Les photographes sont invités à concourir en présentant un "reportage photographique traitant d’une situation de conflit (guerres civiles ou militaires, émeutes, attentats ou manifestations publiques), d’une catastrophe naturelle ou sanitaire, de leurs conséquences pour les populations civiles, ou de tout fait d’actualité concernant la défense des libertés et de la démocratie," précise l'association.
Le Prix Lucas Dolega récompensera un photographe d’une dotation Nikon d’une valeur de 10.000 euros, d’une exposition à Paris et d’une parution dans l’album de Reporters sans frontières. Le lauréat se verra proposer la production d’un autre reportage par Polka Magazine. La cérémonie de remise du prix aura lieu à l’Hôtel de Ville en janvier 2013.

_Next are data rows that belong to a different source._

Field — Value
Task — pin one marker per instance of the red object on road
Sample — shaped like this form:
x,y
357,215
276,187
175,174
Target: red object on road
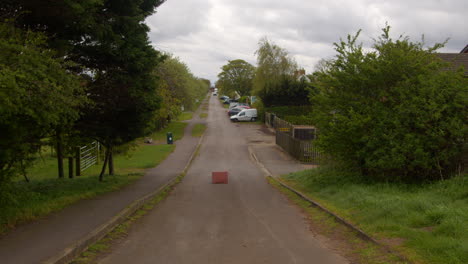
x,y
219,177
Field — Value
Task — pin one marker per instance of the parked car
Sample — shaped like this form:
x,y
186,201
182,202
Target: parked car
x,y
234,111
245,115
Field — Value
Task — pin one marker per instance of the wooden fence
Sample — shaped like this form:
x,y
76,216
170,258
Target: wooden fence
x,y
302,150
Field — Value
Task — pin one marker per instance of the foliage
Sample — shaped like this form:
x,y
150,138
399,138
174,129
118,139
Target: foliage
x,y
278,81
198,130
37,95
273,62
282,111
393,112
287,91
237,76
44,194
427,222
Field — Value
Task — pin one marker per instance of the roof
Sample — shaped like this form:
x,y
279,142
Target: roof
x,y
457,59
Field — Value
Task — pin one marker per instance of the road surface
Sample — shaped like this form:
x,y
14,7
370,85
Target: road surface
x,y
244,221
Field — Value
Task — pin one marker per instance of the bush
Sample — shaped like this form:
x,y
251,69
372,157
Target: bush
x,y
394,112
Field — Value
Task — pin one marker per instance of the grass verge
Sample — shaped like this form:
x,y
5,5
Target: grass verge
x,y
45,193
427,223
185,116
92,254
118,234
198,130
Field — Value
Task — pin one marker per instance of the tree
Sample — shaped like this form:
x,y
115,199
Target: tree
x,y
181,83
276,79
38,94
237,76
394,112
123,87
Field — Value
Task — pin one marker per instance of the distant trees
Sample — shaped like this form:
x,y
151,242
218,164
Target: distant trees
x,y
237,76
278,79
58,56
37,95
394,112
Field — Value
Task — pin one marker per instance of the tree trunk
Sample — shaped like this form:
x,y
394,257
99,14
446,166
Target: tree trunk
x,y
59,153
104,165
111,163
70,167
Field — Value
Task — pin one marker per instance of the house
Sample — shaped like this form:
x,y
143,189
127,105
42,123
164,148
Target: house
x,y
457,59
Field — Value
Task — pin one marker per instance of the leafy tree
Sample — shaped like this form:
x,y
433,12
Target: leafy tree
x,y
123,86
38,94
181,84
273,63
393,112
237,76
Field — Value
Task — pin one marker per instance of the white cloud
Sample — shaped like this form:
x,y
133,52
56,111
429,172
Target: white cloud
x,y
206,34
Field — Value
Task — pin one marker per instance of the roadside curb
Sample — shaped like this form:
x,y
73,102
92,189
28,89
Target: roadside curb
x,y
73,251
339,219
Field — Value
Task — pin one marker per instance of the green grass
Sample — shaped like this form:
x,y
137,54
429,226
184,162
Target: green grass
x,y
185,116
427,222
198,130
45,193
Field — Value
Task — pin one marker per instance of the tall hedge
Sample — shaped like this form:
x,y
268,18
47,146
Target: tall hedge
x,y
394,112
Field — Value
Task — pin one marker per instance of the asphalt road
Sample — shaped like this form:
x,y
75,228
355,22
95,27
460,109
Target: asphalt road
x,y
245,221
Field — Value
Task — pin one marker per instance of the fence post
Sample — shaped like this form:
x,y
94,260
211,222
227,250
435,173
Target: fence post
x,y
78,161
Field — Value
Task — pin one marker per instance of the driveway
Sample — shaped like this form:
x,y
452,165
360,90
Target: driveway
x,y
245,221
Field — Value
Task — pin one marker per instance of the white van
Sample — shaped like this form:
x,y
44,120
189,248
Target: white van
x,y
245,115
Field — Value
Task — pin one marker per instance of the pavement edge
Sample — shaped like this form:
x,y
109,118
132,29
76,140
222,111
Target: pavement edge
x,y
339,219
74,250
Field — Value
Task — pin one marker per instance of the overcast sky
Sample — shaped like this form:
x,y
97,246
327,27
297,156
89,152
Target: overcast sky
x,y
205,34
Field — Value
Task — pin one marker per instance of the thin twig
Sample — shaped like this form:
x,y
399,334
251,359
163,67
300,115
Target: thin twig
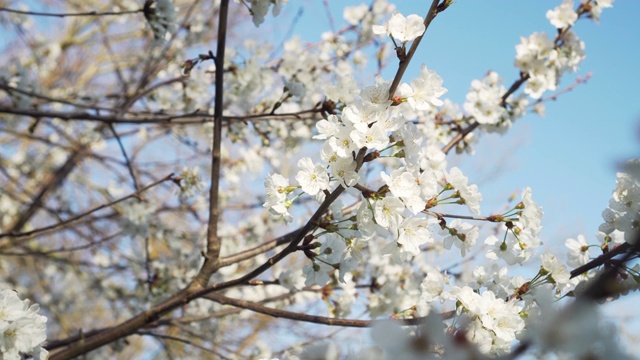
x,y
47,229
61,15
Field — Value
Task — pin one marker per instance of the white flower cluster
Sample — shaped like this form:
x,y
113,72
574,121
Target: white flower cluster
x,y
260,8
22,329
494,322
545,62
522,236
484,99
623,213
401,28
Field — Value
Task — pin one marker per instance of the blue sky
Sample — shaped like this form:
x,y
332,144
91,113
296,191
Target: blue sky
x,y
569,157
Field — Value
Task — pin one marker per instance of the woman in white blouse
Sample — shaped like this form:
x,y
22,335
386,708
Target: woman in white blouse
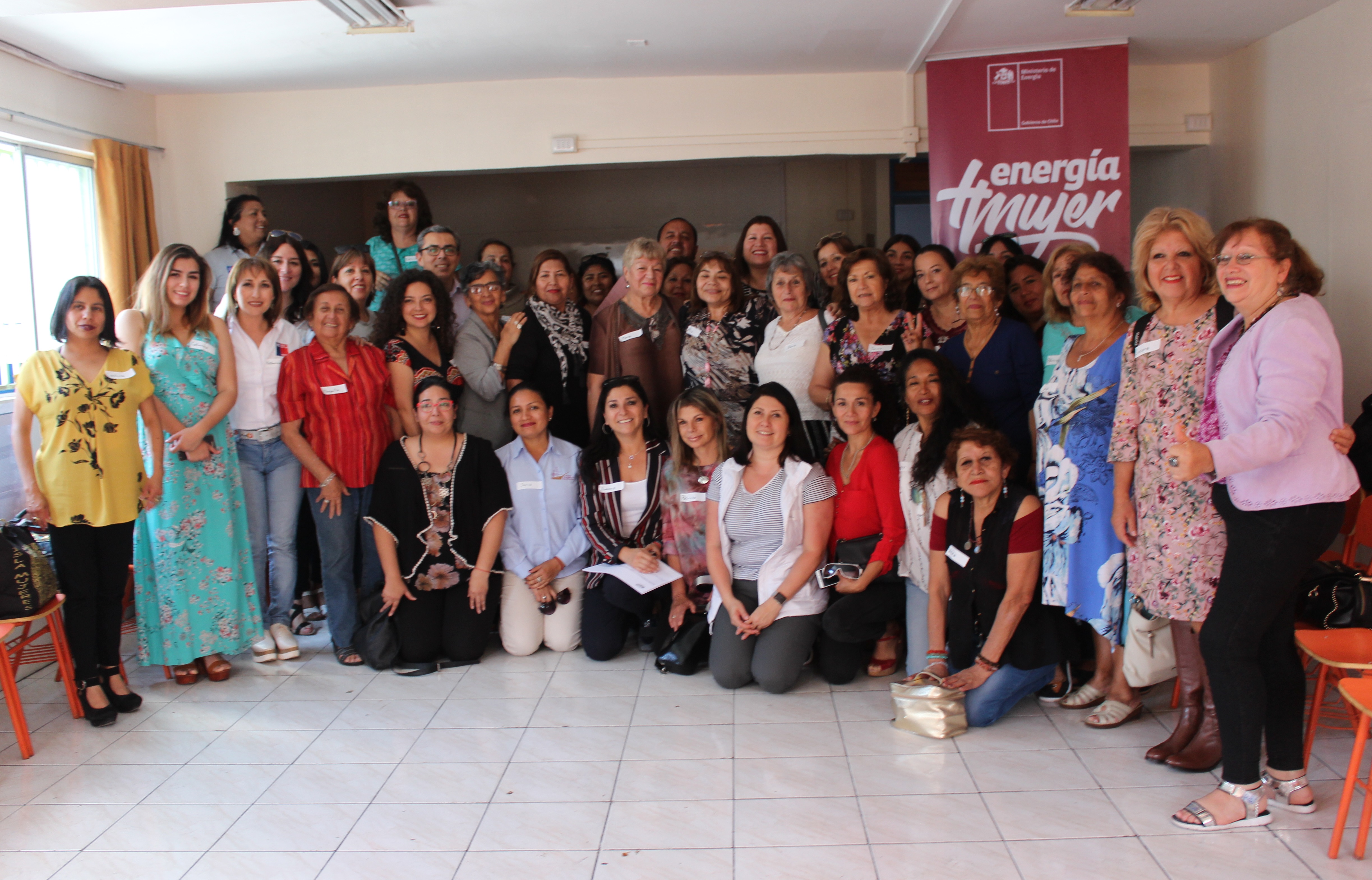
x,y
938,403
792,343
271,473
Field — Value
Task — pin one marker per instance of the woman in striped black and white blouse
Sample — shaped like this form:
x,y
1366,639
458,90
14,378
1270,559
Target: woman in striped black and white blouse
x,y
623,518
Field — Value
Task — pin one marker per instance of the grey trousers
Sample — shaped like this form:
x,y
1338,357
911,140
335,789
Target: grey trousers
x,y
773,658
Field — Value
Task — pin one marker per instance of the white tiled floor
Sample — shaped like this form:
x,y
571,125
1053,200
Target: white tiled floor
x,y
554,767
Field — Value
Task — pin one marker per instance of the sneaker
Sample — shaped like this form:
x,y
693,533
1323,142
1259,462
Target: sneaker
x,y
1054,692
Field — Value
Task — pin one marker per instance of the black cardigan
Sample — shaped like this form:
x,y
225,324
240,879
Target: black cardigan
x,y
479,493
533,360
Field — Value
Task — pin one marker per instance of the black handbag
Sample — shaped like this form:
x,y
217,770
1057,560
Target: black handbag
x,y
1336,596
27,581
375,638
854,552
688,650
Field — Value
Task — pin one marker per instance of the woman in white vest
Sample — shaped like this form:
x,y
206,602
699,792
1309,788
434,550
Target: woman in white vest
x,y
769,513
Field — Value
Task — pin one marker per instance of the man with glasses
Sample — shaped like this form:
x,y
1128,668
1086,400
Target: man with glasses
x,y
441,253
678,239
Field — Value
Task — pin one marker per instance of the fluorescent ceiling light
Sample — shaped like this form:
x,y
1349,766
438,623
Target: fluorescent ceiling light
x,y
370,16
1101,7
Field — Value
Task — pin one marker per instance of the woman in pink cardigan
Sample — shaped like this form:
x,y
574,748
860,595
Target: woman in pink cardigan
x,y
1274,395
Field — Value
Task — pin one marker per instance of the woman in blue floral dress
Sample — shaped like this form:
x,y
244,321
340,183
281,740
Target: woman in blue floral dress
x,y
193,563
1083,559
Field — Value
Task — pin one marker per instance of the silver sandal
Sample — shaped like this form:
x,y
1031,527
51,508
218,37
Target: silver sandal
x,y
1282,790
1252,799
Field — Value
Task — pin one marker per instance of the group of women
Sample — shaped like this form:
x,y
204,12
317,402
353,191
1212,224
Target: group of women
x,y
979,459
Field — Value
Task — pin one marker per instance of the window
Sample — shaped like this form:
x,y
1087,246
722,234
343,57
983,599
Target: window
x,y
47,235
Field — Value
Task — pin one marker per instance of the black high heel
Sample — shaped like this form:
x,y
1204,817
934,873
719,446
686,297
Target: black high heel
x,y
98,717
121,702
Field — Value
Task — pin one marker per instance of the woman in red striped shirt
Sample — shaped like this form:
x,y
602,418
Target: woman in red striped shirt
x,y
865,613
337,414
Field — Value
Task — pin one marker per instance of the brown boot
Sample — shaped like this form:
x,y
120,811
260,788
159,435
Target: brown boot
x,y
1189,670
1202,753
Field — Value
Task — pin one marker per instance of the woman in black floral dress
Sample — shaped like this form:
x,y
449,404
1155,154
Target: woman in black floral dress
x,y
438,557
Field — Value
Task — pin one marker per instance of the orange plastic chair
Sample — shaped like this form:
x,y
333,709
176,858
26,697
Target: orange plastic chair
x,y
1359,532
1334,650
1357,692
21,650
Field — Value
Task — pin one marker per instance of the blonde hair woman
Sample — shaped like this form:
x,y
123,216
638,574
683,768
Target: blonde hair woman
x,y
194,588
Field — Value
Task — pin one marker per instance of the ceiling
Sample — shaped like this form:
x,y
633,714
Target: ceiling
x,y
243,46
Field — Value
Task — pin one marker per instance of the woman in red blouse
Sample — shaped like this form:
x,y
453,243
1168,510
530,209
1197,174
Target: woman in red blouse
x,y
866,472
337,411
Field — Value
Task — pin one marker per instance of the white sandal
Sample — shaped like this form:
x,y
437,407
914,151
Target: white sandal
x,y
1113,713
1086,697
1252,799
1281,791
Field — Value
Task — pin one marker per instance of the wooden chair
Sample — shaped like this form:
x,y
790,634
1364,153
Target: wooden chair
x,y
1357,692
21,650
1333,650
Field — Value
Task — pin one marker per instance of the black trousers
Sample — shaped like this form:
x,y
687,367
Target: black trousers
x,y
93,566
854,622
1249,639
442,624
612,610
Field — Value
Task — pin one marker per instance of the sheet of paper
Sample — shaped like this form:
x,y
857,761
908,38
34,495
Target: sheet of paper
x,y
635,578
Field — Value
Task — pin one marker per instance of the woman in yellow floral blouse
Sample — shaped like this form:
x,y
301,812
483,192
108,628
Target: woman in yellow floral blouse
x,y
88,481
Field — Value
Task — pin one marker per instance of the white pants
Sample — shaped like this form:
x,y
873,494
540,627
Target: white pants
x,y
525,628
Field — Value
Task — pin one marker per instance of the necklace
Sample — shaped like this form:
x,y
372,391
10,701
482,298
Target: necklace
x,y
1110,333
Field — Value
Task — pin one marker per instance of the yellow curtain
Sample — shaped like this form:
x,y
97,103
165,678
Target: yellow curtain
x,y
127,217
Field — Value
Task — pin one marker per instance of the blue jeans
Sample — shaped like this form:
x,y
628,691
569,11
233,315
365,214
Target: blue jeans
x,y
342,539
272,498
917,628
1002,691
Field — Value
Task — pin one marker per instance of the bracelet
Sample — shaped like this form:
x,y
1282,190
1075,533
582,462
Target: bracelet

En 2011, le jury de la première édition du prix, présidé par Daphné Anglès du New York Times, a récompensé le photographe espagnol Emilio Morenatti, d’Associated Press, pour son travail "Displaced in Tunisia".
Le règlement complet du prix et la fiche de participation seront consultables et téléchargeables sur le site du Prix Lucas Dolega début septembre.